A l'appui de leurs prétentions, M. [U] et Mme [F] soutiennent en substance que :
-Ils ont déposé une demande le 24 février 2020 auprès d'un courtier 'Finance Conseil'.
-Ils avaient demandé un report du délai, report accepté verbalement au 24 juin pour l' obtention de l'offre et au 24 août 2020 pour la signature.
-Ils ont obtenu un accord de principe de prêt le 28 mars 2020, confirmé le 27 mai 2020 par leur courtier ( Mme [P]).
-Les vendeurs avaient donné leur accord. L offre de prêt a été transmise le 19 juin 2020.
-La signature avait été fixée au 28 août 2020.
-Ils ont appris le 7 août que les vendeurs avaient changé d'avis.
-Ils ont rompu brutalement les négociations sans motif légitime.
-Les retards subis ne sont pas de leur fait.
-Ils ont subi des préjudices en lien avec la constitution des dossiers bancaires, la souscription d'une assurance emprunteur, les frais de loyer qu'ils ont continué d'exposer.
Aux termes du dispositif de leurs dernières conclusions en date du 7 mars 2022, les époux [G] ont présenté les demandes suivantes :
Vu les articles 1103 et 1583 du Code civil,
Vu les articles 696 et 700 du Code de procédure civile,
Il est demandé à la Cour d'Appel de POITIERS ' 1 ère chambre civile ' de :
-confirmer, en toutes ses dispositions, mais par substitution de motifs, le jugement rendu le 07 septembre 2021 par le Tribunal Judiciaire de LA ROCHELLE ;
-condamner solidairement Monsieur [B] [U] et Madame [H] [F] à payer à Monsieur [K] [G] et à Madame [E] [G] la somme de 2.500,00 €, chacun, à titre de dommages et intérêts ;
-condamner solidairement Monsieur [B] [U] et Madame [H] [F] à payer aux époux [G] une indemnité de 5.000,00€ au titre des frais irrépétibles ;
-condamner M. [B] [U] et Mme [H] [F] aux entiers dépens.
A l'appui de leurs prétentions, les époux [G] soutiennent en substance que:
-Ils n'avaient pas donné leur accord, ont protesté, ont écrit au notaire le 16 mars 2020.
-Ils ont envoyé une lettre recommandée le 18 mai 2020.
-La lettre a été communiquée par les acquéreurs qui ne contestaient pas l'avoir reçue.
-Ils produisent en appel un bordereau d'envoi de réception. Elle a fait courir le délai de 8 jours.
-Le courriel du courtier au notaire du 25 mai 2020 est seulement une demande de prêt.
-Le document du 27 mai 2020 émane de la banque postale. Ce n'est pas une offre de prêt mais un accord de principe.

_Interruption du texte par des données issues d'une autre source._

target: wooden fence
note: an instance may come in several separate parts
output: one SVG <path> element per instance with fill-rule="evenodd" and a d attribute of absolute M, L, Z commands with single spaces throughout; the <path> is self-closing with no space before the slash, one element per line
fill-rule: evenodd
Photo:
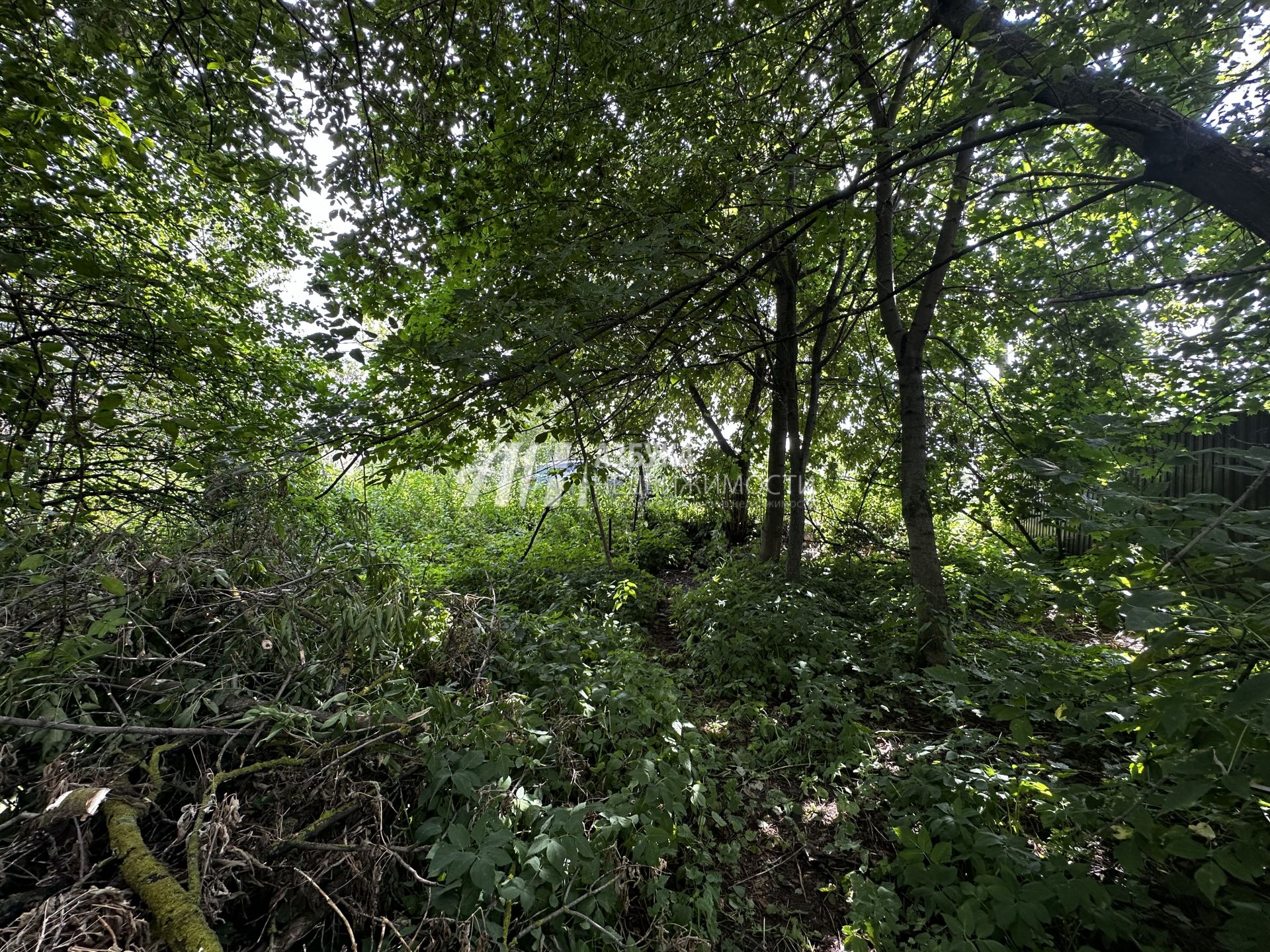
<path fill-rule="evenodd" d="M 1247 448 L 1270 448 L 1270 413 L 1242 414 L 1213 433 L 1179 433 L 1165 447 L 1152 453 L 1154 458 L 1182 454 L 1163 470 L 1142 475 L 1143 482 L 1163 480 L 1163 495 L 1181 499 L 1194 493 L 1213 494 L 1233 503 L 1257 480 L 1262 468 L 1238 456 Z M 1267 461 L 1270 462 L 1270 461 Z M 1243 500 L 1245 509 L 1270 509 L 1270 480 L 1262 480 Z M 1062 519 L 1027 515 L 1021 527 L 1034 539 L 1053 539 L 1059 555 L 1083 555 L 1093 538 Z"/>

-Le compromis est caduc de plein droit depuis le 27 mai 2020.
-La renonciation à se prévaloir de la mise en demeure était conditionnée à un accord sur une signature définitive fin décembre 2020.
-Ils n'ont pas été légers, se sont montrés conciliants.
Il convient de se référer aux écritures des parties pour un plus ample exposé de leurs prétentions et de leurs moyens.
Vu l'ordonnance de clôture en date du 30 mars 2023 .
SUR CE
-sur l'objet du litige
Les acquéreurs soutiennent que les vendeurs avaient donné leur accord pour la prorogation du délai convenu aux fins de réitération de la vente, reprochent aux vendeurs de n'avoir pas réitéré la vente, demandent qu'ils soient condamnés à leur payer la pénalité convenue.
Les vendeurs contestent avoir donné leur accord, considèrent que le compromis est caduc.
Le tribunal a retenu que les vendeurs avaient renoncé à se prévaloir du dépassement des délais, de la caducité du compromis, qu'aucune des parties ne jutifiait avoir mis en demeure l'autre partie de régulariser la vente.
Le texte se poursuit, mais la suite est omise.